In the immediate case, the question is whether the Appellate Division, because, in the interest of justice, it vacated defendant Marine Midland Bank’s short default in serving its answer — if default it was — may be said to have abused its discretion as a matter of law. The majority, in summary memorandum, says it did. It appears crystal clear to three members of this court that it did not. The details are instructive.

Plaintiff William Eaton was employed by the bank at age 71. He and his wife commenced this suit to recover $6,780 incurred four months later for his wife’s medical treatment, which they claim was covered by the bank’s major medical group policy with defendant Equitable Life Insurance Company. Besides nonpayment, plaintiffs’ freewheeling five-count, 74-paragraph complaint alleges, among other things, mutual mistake on the part of the employee and the bank (which they assert is an agent of Equitable), unconscionable conduct on the part of both the bank and Equitable (which is also joined as a defendant), misrepresentations by the bank as to the extent of the coverage and failure of St. Vincent’s Medical Center (hospital) (joined as still another defendant) to advise the plaintiffs to apply for Medicaid benefits. The prayer for relief ambitiously demands that the hospital be enjoined for collecting its charges under the provisions of the “Hill-Burton Act * * * under which the Hospital agreed * * * to furnish free and below-cost services to persons unable to pay * * * and to refrain from making collection efforts”, that a declaratory judgment issue and the like. The complaint indicates too that all but $124 of the claim was rejected by Equitable as beyond its coverage.
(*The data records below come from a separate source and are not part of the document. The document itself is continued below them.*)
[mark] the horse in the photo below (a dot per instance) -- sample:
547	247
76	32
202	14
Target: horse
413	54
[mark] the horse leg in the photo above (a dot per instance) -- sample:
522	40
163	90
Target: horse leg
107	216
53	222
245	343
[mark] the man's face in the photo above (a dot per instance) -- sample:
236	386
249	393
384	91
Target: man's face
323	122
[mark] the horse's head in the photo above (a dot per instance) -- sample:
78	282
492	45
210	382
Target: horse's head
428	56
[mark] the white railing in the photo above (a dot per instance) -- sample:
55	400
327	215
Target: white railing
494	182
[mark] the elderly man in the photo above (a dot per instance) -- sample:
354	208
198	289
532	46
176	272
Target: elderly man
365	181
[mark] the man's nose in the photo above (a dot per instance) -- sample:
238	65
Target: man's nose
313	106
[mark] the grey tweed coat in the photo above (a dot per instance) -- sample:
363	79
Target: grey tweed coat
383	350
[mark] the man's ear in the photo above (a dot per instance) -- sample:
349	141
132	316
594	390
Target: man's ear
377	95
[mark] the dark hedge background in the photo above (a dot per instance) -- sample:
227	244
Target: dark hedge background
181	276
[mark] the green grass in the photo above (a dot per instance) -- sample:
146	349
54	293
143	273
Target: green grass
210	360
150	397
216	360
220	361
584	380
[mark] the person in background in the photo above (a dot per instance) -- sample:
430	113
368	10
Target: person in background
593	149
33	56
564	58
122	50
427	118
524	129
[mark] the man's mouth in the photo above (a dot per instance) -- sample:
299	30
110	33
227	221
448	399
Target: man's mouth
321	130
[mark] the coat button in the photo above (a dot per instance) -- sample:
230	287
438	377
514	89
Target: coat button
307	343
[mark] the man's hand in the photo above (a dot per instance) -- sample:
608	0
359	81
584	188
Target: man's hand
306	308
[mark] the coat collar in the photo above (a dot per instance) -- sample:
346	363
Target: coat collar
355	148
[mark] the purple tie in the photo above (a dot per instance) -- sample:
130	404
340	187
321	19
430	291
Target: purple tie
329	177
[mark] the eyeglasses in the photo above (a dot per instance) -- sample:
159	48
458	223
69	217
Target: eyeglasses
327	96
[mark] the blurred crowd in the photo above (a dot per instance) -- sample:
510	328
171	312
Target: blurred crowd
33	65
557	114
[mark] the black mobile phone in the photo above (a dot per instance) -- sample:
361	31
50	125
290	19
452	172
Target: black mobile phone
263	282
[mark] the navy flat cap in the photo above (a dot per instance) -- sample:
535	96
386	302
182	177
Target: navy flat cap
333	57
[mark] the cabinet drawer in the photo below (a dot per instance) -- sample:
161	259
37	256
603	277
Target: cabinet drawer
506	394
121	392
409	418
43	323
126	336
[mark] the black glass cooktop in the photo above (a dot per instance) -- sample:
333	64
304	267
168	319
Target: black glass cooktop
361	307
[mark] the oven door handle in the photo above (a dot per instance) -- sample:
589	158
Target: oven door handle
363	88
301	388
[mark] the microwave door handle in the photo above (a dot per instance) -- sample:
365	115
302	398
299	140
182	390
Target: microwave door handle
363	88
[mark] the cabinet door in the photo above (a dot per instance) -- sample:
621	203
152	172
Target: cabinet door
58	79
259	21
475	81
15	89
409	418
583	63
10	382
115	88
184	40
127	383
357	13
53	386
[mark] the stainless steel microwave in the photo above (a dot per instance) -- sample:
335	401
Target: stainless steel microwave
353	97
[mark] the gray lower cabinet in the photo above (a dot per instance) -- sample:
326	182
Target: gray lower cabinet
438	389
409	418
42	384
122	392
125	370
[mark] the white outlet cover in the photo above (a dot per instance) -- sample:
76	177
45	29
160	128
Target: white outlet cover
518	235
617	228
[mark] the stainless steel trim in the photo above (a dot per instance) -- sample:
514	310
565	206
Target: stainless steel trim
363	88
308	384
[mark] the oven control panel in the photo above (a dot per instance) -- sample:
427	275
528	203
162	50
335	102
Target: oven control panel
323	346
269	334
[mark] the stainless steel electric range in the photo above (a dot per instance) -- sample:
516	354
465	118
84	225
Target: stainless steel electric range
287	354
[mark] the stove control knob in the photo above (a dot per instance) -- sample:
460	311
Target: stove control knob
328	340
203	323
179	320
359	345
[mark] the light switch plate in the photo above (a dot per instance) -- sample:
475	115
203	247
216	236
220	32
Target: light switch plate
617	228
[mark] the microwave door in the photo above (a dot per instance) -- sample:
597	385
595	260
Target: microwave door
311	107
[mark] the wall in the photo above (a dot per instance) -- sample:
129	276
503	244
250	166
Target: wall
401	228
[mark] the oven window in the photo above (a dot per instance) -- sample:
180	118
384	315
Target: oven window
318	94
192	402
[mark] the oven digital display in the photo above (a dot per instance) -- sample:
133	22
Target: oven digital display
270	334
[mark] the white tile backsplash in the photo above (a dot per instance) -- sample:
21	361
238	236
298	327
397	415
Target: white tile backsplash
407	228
The complaint was served on the bank on December 19, 1979. The bank, as a matter of course, had until January 9 to answer (CPLR 3012), but, before this period expired, and *905again later that month, counsel for both sides agreed on short extensions and, finally, on February 7, to a third one, which was for no fixed time period. Instead, as the bank’s counsel remembers it, the answer was to be served “as soon as I could”, while, according to plaintiffs’ counsel’s later recollection, the agreement was for a seemingly equivalent “put it in the mail soon”. All the extensions were arranged by telephone, one being confirmed by letter as well. Four weeks later, on March 7, without notifying the bank’s counsel of their intention to do so, plaintiffs entered an ex parte default judgment against it.
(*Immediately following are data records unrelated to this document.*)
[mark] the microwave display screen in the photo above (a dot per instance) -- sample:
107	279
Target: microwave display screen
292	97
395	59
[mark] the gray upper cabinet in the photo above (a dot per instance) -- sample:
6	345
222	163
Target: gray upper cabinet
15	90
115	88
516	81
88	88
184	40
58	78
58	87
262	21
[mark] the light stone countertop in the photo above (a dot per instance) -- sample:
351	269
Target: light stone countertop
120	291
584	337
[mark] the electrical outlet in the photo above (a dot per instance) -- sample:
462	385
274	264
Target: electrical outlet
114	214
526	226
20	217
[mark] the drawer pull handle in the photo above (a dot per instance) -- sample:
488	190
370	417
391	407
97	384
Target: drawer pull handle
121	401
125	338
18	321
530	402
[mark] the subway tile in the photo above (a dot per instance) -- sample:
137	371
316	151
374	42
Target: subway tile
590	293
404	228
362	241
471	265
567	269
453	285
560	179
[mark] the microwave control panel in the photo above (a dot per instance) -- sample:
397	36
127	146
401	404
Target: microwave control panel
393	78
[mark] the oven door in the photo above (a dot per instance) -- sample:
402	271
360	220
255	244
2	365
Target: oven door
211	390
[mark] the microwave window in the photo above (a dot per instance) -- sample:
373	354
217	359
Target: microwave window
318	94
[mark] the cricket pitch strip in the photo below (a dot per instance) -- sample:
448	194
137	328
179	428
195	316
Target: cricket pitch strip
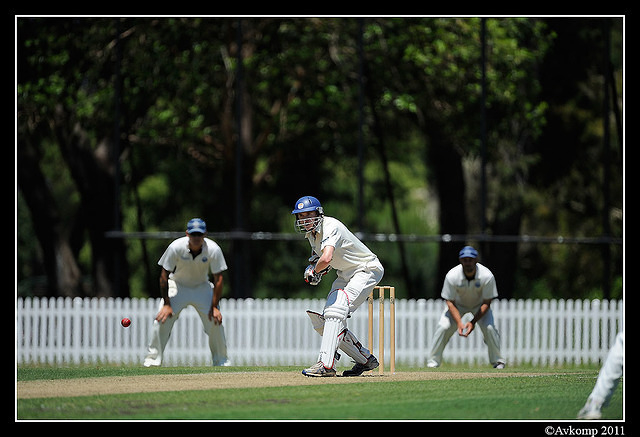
212	381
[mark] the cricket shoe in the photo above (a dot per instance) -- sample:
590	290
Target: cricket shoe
358	369
318	370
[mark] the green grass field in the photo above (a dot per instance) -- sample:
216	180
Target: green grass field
538	394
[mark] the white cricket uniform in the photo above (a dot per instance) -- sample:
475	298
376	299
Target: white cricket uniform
467	296
358	270
607	382
189	285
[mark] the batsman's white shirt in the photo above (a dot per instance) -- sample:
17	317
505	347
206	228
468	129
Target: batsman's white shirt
187	270
469	293
350	253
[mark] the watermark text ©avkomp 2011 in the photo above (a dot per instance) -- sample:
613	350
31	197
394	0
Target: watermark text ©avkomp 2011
600	430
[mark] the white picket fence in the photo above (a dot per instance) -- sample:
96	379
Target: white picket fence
278	332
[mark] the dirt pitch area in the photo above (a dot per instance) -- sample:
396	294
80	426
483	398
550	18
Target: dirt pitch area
213	381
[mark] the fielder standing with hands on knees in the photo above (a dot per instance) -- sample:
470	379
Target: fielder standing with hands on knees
358	271
468	287
187	265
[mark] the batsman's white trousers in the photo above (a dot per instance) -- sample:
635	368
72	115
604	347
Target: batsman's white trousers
447	327
200	298
348	292
610	374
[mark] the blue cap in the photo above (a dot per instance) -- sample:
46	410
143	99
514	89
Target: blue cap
468	252
196	225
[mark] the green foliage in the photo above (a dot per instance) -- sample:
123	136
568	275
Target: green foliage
299	134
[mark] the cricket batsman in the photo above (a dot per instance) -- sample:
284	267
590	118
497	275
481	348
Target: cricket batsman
358	270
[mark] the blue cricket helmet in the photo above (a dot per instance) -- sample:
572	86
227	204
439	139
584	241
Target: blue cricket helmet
308	204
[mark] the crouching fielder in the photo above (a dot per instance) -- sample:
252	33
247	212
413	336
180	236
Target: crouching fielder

When the bank moved to open the default, Special Term, in a brief memorandum in which it chose to treat this train of events as “law office failure”, denied the motion in the exercise of its discretion. However, on appeal, the majority at the Appellate Division, persuaded by the “relative shortness of the delay, the nature of appellant’s excuse, the apparent existence of a meritorious defense, the promptness with which appellant moved to vacate its default, and the absence of any apparent intention on its part to abandon its defense to the action”, reversed and vacated the default, likewise in the interest of justice. (81 AD2d 653.) Moreover, to “redress any inconvenience which the plaintiffs may have suffered”, it conditioned this relief on the bank’s payment of $500 to plaintiff, a condition that was met. But, two dissenting Justices, acting on no more than their own assumption that “soon” means “two weeks” and counsel’s explanation for having requested the extensions — essentially, the relatively complex nature of the issues raised by the pleadings, including the interplay between Medicaid coverage and the terms of the policy it had purchased from Equitable, and the inability of the bank to locate the part of the policy containing the provisions governing coverage of persons over age 65 — voted to affirm because of what they apparently took to be the compulsions of Barasch v Micucci (supra).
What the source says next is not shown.